Now Person a’s H1 segment matches to Person c’s H1 segment and it is IBD to the Ancestor. Person b’s S1 segment matches to Person c’s S1 segment and it also is IBD, but to the Ancestor’s spouse. Once again there is no a-b match because Person a’s H1 segment does not match to Person b’s S1 segment.

This type of missing a-b double match again is important and usable information that should not be thrown away. Small segment caveat. Multiple matches. Coincident crossover points. Extended single match region.
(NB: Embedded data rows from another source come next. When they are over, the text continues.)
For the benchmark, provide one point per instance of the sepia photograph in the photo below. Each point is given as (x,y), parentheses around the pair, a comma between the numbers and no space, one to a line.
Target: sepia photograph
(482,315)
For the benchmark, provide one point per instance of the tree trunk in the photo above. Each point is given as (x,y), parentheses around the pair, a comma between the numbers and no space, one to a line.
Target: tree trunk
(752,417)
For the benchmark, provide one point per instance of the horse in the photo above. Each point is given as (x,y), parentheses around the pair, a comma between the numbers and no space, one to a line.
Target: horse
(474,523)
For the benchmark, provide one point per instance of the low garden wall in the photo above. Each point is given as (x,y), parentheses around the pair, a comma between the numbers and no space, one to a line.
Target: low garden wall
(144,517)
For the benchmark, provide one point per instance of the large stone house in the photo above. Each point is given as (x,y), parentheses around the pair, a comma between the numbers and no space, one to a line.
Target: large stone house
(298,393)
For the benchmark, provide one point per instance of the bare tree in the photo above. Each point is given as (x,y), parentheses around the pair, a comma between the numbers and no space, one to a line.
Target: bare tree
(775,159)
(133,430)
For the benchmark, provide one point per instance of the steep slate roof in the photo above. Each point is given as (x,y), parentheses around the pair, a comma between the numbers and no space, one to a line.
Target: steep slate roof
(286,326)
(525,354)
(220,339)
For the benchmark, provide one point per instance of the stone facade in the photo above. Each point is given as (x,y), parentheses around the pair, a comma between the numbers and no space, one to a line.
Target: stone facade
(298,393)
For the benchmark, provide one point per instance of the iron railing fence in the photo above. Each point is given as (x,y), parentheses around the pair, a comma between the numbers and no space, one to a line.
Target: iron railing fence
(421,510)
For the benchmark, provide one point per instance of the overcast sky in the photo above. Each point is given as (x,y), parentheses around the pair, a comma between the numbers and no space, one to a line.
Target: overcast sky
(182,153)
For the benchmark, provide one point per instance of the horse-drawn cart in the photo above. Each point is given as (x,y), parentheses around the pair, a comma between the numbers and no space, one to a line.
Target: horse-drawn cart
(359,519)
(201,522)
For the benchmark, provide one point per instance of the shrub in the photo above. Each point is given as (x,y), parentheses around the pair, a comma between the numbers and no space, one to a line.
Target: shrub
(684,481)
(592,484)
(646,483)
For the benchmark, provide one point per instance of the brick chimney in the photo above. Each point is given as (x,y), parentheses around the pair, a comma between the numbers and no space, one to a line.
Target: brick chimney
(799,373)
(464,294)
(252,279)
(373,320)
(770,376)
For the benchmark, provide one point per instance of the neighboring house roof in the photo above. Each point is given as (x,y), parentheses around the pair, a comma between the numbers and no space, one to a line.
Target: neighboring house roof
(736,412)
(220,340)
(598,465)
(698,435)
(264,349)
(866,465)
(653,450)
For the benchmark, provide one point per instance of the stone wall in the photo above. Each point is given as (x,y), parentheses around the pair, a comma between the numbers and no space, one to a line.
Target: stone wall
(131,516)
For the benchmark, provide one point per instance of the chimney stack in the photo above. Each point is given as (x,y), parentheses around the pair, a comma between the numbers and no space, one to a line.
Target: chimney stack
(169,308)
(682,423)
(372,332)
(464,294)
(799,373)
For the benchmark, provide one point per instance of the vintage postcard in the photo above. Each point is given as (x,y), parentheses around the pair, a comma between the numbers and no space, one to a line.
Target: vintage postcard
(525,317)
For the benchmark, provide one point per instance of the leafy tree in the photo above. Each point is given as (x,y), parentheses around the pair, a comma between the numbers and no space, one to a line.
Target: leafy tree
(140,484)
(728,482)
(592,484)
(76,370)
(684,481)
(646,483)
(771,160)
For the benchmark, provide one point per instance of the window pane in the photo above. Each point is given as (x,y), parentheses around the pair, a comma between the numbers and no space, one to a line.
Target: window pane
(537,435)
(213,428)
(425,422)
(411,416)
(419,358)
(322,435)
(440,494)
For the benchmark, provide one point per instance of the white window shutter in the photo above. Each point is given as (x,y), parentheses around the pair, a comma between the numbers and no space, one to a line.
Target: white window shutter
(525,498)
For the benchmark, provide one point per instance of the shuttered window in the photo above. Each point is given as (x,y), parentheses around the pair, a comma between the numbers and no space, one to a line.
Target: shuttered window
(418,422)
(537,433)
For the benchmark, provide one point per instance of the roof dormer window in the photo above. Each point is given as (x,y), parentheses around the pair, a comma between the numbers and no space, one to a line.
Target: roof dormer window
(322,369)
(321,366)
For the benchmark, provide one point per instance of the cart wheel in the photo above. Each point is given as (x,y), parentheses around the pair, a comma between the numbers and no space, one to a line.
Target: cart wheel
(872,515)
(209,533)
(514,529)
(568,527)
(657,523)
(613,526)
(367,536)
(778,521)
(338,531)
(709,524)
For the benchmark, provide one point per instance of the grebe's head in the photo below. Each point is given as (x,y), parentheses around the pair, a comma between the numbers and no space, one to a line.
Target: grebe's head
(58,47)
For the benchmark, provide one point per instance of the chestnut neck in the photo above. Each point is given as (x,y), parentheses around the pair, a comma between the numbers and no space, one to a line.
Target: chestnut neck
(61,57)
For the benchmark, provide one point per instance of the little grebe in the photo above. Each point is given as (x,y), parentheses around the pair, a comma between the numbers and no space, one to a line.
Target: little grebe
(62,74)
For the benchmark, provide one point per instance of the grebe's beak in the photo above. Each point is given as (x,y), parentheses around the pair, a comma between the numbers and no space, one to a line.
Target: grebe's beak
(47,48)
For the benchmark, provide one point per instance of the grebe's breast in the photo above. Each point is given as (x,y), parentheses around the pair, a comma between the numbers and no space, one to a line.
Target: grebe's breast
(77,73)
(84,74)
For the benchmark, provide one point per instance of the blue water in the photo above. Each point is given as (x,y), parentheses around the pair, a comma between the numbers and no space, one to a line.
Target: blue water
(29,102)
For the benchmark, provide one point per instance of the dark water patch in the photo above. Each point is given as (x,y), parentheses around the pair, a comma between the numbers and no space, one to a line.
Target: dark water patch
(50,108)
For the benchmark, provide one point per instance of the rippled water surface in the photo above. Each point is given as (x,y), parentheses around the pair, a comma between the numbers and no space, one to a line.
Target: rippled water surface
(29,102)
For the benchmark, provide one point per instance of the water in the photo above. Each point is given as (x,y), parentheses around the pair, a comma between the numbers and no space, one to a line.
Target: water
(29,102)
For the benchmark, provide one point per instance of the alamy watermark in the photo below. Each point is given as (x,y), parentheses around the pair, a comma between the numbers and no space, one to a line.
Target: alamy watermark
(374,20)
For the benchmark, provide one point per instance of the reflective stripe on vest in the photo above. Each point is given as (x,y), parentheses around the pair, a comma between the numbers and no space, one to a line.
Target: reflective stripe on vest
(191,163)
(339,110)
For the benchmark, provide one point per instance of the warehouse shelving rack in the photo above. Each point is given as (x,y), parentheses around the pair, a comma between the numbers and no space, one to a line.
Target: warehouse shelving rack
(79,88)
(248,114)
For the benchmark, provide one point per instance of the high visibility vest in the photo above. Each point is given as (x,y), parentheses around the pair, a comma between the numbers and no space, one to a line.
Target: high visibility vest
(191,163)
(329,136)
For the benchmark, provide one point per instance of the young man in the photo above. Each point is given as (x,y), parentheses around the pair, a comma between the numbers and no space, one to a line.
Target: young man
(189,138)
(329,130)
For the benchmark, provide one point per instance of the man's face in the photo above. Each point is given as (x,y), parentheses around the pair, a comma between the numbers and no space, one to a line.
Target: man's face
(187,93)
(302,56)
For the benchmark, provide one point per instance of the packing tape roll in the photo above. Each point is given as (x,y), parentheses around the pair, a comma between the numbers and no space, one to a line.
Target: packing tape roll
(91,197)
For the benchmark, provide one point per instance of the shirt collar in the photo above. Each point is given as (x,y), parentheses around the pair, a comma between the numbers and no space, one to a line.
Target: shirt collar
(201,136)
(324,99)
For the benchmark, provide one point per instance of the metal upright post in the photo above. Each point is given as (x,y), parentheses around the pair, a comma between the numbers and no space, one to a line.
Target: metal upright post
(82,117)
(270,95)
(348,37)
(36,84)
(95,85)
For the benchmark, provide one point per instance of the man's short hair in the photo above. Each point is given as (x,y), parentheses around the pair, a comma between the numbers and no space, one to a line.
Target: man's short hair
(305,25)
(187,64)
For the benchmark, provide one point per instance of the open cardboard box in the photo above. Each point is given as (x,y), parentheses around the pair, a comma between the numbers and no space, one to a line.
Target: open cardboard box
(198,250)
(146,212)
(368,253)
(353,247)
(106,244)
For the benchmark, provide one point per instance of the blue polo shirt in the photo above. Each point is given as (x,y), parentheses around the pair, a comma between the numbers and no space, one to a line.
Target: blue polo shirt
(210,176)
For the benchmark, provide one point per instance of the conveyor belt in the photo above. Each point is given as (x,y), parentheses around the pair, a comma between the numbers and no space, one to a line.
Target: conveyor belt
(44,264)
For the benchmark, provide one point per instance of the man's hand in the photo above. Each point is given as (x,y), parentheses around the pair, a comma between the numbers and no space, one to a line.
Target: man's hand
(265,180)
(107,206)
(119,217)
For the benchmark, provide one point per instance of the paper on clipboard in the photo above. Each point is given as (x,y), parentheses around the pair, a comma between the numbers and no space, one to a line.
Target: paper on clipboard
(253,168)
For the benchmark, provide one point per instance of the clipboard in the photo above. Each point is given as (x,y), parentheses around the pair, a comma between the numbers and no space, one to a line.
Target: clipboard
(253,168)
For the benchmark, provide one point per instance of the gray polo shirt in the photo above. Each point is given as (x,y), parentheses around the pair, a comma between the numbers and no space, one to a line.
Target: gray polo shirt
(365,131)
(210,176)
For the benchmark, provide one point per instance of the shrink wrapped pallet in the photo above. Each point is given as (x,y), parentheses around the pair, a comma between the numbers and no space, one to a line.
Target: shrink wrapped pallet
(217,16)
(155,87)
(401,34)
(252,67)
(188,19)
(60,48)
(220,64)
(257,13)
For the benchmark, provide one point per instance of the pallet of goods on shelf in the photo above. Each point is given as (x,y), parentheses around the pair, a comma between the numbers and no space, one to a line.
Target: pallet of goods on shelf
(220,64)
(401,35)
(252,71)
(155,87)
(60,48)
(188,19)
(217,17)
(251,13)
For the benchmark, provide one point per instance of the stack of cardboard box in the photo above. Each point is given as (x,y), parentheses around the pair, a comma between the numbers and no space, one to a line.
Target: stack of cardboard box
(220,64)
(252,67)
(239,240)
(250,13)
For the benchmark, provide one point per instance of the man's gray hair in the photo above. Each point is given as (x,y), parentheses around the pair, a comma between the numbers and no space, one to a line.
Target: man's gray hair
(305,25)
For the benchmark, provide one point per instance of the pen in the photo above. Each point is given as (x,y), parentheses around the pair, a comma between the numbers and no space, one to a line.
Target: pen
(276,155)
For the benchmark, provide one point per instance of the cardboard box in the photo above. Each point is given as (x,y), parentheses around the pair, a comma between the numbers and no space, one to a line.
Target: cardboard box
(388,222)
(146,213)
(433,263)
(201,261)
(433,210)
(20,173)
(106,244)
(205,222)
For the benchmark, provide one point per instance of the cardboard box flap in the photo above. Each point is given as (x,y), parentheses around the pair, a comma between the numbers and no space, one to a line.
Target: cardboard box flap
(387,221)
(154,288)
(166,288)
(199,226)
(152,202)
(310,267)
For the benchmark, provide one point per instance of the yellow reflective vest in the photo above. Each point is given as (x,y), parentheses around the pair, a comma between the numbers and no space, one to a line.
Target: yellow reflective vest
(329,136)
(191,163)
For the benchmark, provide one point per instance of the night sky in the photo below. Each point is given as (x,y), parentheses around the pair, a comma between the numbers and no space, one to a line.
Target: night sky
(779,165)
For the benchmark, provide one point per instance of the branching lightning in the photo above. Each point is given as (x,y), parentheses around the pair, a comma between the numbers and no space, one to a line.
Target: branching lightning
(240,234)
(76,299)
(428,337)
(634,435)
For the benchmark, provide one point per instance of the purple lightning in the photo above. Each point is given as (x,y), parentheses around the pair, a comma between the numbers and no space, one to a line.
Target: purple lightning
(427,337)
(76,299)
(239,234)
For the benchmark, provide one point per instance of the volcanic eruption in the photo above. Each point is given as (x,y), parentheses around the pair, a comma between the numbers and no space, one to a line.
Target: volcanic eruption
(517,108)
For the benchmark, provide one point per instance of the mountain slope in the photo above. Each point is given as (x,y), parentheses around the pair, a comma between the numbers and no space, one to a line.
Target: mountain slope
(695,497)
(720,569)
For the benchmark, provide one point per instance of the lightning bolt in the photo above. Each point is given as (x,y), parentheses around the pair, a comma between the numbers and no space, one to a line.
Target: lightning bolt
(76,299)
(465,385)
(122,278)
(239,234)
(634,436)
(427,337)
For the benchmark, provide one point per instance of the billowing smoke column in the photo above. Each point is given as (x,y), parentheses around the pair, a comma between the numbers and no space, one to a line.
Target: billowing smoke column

Further research needed.

In the Double Match Triangulator output, below is what a Missing a-b Double Match looks like. The Double Match region is shown with green X’s. Each row represents one person (Person c) who double matches with Persons a and b. Some of these will be IBD, some will be IBS (by chance). The pink a’s and blue b’s show single matches adjacent to the double match area:

A Missing a-b Double Match as mapped by DMT

Hopefully this blog post will give you an insight to help you understand what DMT is displaying for you, and that all of the information presented may be valuable. And maybe you and I together one day, can figure out how to interpret it all and help us tell how we are all related.

Please let me know if you get any Eurekas about DMT and how to use it.